At least, I felt that way for a couple hours until I realized I was an idiot and he was still quite handsome and now we’re married with four kids and living in a bus. I told him about how I nearly broke up with him when he shaved a long time ago and it still stands in my mind as a testament to my huge aversion to change.

I was reminded of it yet again this week as the dry wall installation has been begun (and nearly completed!) in the house. After months of seeing the house as a skeleton of bare, see-through framing, having it suddenly closed in was very alarming for me. It just looked so… different.

drywall

Living/Dining Room

I was afraid, yet again, that we had made a big mistake. The rooms seemed too small, the doorways seemed too high or too low, the upstairs hallway seemed too long. Everything was just all wrong!

drywall3

Upstairs Hallway

However, because I know that I have this tendency to immediately hate all things new and different (even if they’re actually BETTER), instead of telling our contractors to start knocking down walls and redo everything (ahahahahaha), I gave myself a couple days of walking around in the spaces and going in and out of rooms and trying to imagine them with furniture and paint and all the good stuff.

drywall2

Kitchen

The kids’ rooms are small (each is about 11×10′), there’s no getting around that, but Noah reminded me that we planned it that way on purpose to make more common living space, because we want the kids out and about in the house rather than holed up in their rooms. We could have turned the upstairs Reading Nook into more bedroom space, but we wanted a place to sit around and read bedtime stories in the evening.

drywall4

Bedroom

And if, for whatever reason, we decide that things aren’t quite working for us, we left ourselves a lot of options to change  or expand if we choose to.

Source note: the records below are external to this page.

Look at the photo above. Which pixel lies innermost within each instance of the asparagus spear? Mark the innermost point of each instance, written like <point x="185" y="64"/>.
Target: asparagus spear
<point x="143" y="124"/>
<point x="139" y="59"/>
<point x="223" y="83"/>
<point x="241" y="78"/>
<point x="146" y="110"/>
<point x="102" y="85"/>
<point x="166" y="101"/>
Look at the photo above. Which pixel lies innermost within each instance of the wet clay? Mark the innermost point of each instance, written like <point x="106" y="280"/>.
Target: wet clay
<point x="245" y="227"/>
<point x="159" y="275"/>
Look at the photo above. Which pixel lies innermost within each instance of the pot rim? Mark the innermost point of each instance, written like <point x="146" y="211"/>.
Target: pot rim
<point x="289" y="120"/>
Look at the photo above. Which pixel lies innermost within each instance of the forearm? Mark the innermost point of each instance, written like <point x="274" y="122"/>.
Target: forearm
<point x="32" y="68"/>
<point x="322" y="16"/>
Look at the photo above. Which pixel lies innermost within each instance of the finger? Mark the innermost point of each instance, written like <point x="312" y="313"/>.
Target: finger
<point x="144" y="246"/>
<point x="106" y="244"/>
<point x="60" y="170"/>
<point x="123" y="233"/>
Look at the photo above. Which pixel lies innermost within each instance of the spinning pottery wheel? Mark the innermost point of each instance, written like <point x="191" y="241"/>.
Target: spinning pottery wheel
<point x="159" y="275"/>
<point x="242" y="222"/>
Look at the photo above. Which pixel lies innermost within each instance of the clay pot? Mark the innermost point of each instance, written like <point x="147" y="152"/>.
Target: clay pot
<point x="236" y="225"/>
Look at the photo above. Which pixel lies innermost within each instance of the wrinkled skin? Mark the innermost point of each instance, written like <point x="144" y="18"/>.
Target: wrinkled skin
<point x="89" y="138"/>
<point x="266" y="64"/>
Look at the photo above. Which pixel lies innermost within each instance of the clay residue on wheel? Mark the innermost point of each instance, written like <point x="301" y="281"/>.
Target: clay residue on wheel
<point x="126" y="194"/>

For example: the three small bedrooms are all in a row on one side of the house, so we could knock down the walls of the middle one and just have two larger rooms. We also had the footings of the garage dug as deep as the rest of the house in case we decide to build out over it as well. We also have a closet in the downstairs library/office/homeschool room, with a bathroom right next to it with additional pipes put into the foundation to add a shower if we want, so we could eventually turn that into a bedroom. So, there are options for the future if we decide to utilize them.

Regardless, I realized that we are going to be just fine. Maybe we’ll even be MORE than fine. Maybe we can actually marry this handsome house!

Or, you know, just live in it for a long time. Whatever.